New Laboratory Results on Ignition and Propagation in Live Vegetation Paving the Road to a Semi-Empirical Model

Wildfires arriving at a brush-cleared vegetation near vulnerable assets in the Wildland-Urban Interface (WUI), experience significantly reduced fire propagation, intensity, and associated risks. However, assessing the effectiveness of fuel reduction on fire behavior remains challenging due to limited understanding of ignition and propagation mechanisms in live vegetation. To fill this gap, a simplified approach was designed, focusing more on the combination of physical modeling with new empirical data rather than providing new insight in the physical process modeling.
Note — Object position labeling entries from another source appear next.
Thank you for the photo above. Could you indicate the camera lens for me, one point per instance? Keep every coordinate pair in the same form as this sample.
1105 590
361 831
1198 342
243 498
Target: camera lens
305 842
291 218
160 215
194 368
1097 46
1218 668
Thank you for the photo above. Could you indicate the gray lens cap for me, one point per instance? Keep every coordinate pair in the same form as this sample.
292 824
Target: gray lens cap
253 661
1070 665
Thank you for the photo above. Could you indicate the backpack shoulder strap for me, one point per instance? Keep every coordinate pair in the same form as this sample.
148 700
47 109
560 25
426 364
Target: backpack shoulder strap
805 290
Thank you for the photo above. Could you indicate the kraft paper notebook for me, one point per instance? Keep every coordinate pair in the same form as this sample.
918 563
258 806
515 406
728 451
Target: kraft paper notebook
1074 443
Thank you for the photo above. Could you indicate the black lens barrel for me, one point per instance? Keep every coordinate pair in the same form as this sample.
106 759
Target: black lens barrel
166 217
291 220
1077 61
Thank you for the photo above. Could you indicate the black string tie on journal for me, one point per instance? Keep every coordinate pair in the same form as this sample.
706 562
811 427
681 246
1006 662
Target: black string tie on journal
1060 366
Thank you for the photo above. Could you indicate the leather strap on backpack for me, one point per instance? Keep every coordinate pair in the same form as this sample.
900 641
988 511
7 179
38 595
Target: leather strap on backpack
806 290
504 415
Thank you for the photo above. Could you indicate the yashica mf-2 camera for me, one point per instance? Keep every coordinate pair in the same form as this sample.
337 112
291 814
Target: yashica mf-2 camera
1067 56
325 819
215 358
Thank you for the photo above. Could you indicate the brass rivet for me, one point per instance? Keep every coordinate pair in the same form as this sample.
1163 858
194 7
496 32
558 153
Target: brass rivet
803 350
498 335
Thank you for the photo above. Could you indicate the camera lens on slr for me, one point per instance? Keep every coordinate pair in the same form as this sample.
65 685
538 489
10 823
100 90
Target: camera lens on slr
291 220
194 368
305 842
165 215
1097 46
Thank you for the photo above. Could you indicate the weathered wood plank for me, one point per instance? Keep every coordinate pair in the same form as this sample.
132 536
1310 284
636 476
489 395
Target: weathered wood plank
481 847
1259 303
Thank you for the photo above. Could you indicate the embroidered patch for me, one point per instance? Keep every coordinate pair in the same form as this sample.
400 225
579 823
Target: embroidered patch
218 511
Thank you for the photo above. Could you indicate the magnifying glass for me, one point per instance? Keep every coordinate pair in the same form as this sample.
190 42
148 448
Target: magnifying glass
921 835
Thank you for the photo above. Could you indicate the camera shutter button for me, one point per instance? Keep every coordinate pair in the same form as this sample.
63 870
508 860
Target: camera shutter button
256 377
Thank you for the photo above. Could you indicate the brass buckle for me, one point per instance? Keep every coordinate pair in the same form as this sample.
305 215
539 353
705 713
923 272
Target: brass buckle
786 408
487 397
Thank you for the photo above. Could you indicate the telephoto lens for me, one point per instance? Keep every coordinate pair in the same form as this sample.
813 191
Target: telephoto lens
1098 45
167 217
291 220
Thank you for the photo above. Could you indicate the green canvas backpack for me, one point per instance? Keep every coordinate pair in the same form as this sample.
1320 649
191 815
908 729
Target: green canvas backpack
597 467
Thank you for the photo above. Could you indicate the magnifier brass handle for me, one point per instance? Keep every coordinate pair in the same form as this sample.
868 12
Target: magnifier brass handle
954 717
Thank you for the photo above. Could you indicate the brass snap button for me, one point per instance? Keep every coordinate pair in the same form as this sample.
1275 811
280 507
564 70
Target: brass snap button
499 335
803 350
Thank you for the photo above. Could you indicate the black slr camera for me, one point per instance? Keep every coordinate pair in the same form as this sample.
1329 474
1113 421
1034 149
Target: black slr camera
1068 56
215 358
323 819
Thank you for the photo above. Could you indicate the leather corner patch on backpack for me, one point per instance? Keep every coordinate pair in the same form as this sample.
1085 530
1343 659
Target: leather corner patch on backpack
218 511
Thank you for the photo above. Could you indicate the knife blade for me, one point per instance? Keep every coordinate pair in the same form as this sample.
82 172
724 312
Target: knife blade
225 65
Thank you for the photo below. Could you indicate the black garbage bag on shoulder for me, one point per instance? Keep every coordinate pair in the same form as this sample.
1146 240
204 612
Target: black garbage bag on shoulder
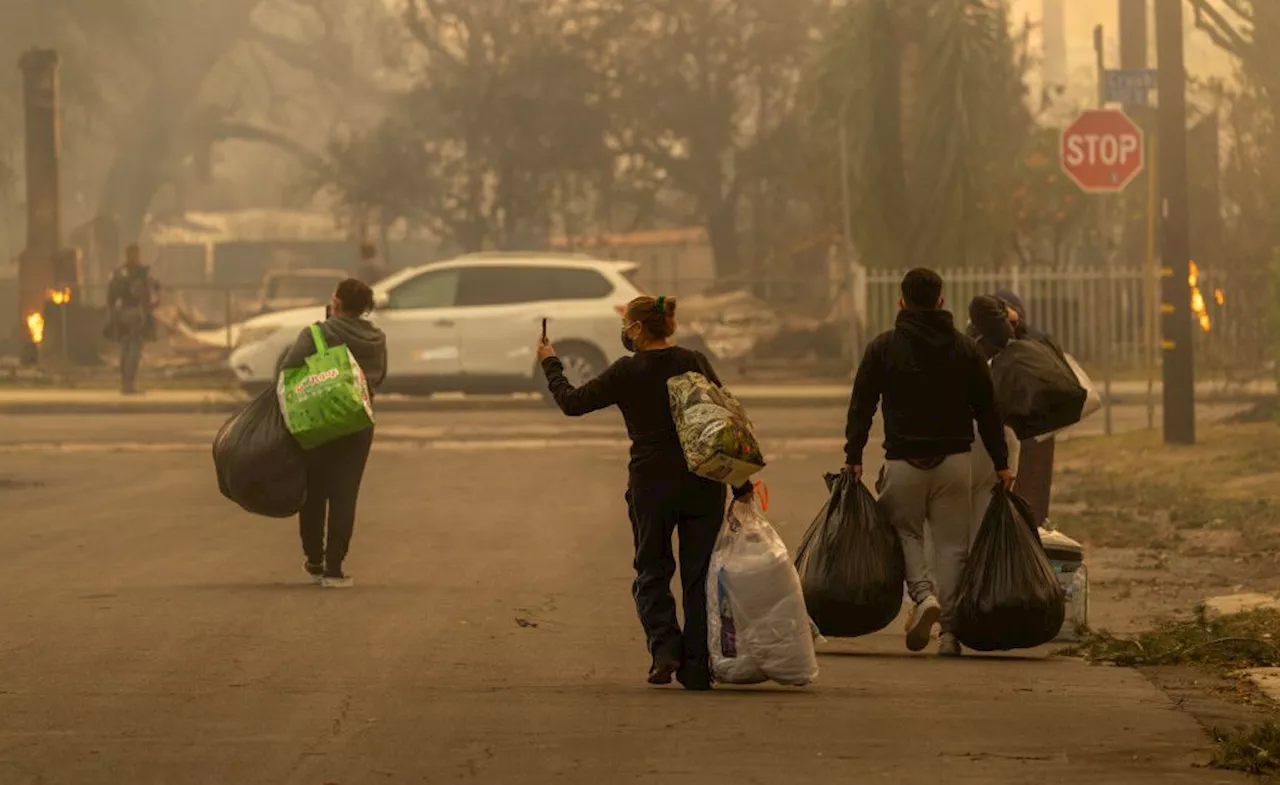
850 564
259 462
1036 388
1009 596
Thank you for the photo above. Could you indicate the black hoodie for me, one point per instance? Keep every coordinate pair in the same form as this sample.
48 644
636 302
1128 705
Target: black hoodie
933 383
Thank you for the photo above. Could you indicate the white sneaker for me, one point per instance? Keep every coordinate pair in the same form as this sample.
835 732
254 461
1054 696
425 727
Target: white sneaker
919 624
949 646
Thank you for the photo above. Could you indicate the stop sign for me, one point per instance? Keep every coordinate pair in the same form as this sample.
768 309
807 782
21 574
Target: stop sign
1102 151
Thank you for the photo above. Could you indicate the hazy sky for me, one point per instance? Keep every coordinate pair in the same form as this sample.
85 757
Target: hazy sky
1202 58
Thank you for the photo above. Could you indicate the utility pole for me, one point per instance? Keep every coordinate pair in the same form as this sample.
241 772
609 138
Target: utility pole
1175 210
1054 28
36 267
1139 237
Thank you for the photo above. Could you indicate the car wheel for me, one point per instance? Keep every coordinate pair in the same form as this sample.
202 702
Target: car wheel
581 363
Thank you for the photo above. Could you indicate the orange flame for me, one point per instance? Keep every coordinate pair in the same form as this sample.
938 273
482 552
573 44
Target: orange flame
36 327
1198 299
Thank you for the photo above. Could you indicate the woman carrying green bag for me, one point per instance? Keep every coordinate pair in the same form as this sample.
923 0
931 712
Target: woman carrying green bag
336 466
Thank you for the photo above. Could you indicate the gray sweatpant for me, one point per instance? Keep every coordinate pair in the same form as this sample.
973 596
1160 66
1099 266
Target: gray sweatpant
941 500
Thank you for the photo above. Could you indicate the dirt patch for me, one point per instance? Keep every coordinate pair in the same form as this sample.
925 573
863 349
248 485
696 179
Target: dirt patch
1201 663
1166 526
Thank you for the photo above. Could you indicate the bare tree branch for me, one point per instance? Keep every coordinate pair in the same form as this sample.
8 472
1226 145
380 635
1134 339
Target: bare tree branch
1220 30
228 129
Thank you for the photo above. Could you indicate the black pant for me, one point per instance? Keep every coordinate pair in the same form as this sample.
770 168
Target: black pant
693 509
334 471
131 359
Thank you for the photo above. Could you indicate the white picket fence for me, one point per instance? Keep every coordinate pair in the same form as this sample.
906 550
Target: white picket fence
1091 310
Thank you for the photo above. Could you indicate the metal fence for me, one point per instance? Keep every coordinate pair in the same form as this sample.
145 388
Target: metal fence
1102 315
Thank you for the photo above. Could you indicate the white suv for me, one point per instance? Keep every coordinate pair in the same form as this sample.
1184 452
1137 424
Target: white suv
471 324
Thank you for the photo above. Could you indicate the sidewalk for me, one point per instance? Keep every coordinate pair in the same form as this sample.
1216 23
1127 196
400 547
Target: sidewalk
53 401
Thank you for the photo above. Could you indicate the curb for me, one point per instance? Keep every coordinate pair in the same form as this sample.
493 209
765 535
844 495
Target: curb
475 404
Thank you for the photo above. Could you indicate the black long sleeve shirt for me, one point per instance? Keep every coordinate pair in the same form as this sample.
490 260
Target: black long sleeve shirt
638 387
933 383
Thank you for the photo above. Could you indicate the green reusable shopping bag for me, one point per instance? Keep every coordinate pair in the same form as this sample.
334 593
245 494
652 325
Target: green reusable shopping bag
328 397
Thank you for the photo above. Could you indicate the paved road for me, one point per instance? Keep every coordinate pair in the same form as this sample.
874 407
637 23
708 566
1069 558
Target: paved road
154 634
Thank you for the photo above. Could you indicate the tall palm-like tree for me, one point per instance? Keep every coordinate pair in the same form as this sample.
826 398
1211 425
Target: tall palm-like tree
932 97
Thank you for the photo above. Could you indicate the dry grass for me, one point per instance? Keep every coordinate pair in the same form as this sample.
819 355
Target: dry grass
1229 643
1133 491
1251 749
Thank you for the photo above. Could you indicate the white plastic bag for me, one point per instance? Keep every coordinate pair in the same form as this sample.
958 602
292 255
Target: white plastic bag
758 626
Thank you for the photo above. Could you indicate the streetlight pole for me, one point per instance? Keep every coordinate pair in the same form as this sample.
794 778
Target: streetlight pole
848 209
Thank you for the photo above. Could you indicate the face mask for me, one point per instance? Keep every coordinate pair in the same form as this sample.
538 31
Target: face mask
627 341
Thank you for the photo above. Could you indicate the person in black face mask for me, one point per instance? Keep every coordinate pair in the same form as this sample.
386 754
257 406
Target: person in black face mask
663 497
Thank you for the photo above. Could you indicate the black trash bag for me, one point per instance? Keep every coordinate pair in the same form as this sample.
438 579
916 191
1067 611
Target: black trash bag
850 564
1009 596
1036 388
259 462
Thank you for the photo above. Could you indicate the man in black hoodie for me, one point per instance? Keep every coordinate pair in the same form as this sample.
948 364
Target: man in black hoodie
933 383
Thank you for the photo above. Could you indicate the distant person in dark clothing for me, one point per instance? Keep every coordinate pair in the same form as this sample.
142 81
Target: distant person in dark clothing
663 497
933 383
132 297
1036 464
991 327
371 268
336 470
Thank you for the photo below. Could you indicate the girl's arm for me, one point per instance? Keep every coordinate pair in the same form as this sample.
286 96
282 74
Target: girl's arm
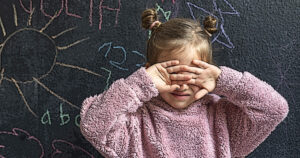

Burning experiments were conducted on cypress trees at two scales of live vegetation, the “laboratory scale” and the “real scale,” to gather data on fire behavior in cypress canopies with varying fuel moisture content (FMC) and bulk density (BD), using two ignition methods. A semi-empirical model, based on the physical model Fire Dynamic Simulator was developed, using the “laboratory scale” data as inputs, while the data recorded at “real scale” were used to validate the model. Laboratory-scale experiments showed consistent results when ignition was initiated by flame contact. In contrast, indirect radiant heat ignition was highly variable due to the influence of gaps between leaves. At the real scale, BD had a significant impact on fire behavior. The model evaluation showed it could simulate fire auto-propagation in live vegetation much more precisely compared to current physical models, leveraging the precise fire behavior data obtained at the laboratory scale.